What is the best part of climbing for you?

I love the energy of competing, competition-style climbing and everything that comes with trying flash problems you’ve never seen before. But projecting is by far my favorite part of climbing. The process of figuring out how to execute movements, whether it takes minutes or months, is fascinating and enjoyable to me. In other words, I like getting on top of a boulder, but I like it more if I fall off a hundred times first. For me it’s not about ticking boulders, its unlocking problems.

 

Would you say that you have a “style” of climbing?

I think my style is to climb very intuitively. I tend to jump first and think later, avoiding static movement when I can.

 

What are you strongest and weakest in, in terms of climbing?

I am strongest in my fingers and I’m pretty coordinated. My weakness is in my core tension and pure pinch power.  Anything powerful or athletic is probably something I’ll like!

Photo: Aidan Kiser

 

What would be in your competition climbing highlight reel?

Probably all the times I have fallen on my face, or missed a scored hold. Those would be funnier to watch, and more motivational!  My brothers would say all the times I dyno-ed through the intended sequence.

 

What goals do you have for yourself, both climbing and non-climbing related?

Due to wet weather in Boone I wasn’t able to climb outside a lot this session. At the next available dry/cold spell I want to try something that really tests my limits. There are a few specific boulders I have my eye on here in Boone, as well as elsewhere.

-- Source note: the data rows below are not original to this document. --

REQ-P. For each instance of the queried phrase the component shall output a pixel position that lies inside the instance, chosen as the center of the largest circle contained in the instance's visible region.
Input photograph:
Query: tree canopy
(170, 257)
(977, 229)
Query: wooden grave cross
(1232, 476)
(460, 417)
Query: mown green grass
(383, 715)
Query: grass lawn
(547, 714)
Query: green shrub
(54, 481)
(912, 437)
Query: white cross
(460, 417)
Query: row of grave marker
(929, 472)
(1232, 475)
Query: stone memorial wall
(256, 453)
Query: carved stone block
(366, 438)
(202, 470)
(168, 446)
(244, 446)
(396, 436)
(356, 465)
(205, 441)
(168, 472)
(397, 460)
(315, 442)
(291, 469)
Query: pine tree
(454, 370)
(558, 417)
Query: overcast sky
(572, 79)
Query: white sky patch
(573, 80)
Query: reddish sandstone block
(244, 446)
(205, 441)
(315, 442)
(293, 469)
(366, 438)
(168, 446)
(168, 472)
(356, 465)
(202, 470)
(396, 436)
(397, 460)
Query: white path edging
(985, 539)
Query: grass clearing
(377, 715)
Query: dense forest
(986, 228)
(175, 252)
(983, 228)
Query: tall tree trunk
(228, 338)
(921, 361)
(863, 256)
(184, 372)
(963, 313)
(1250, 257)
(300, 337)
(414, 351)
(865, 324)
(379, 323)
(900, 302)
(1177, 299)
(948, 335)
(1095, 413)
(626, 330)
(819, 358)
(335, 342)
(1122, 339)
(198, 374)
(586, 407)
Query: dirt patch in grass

My life goals are of a different nature. As the wisest man once said, “To whom much is given, much is expected.” I want to spend my opportunities well. That’s what I want to continue to do in life.

 

What are your proudest accomplishments, both climbing and non-climbing?

Winning youth nationals is probably my proudest climbing accomplishment. General life is different than climbing in the sense that its harder to pick out specific moments. I guess I could just say that I am happy about the direction I’m headed.

 

What’s your next step?

Rest! I am trying to recover from climbing non-stop, and some minor finger injuries. Once that’s done, I’ll start training again and try to experience more setting styles as preparation for the Youth World’s Bouldering Championships, in August.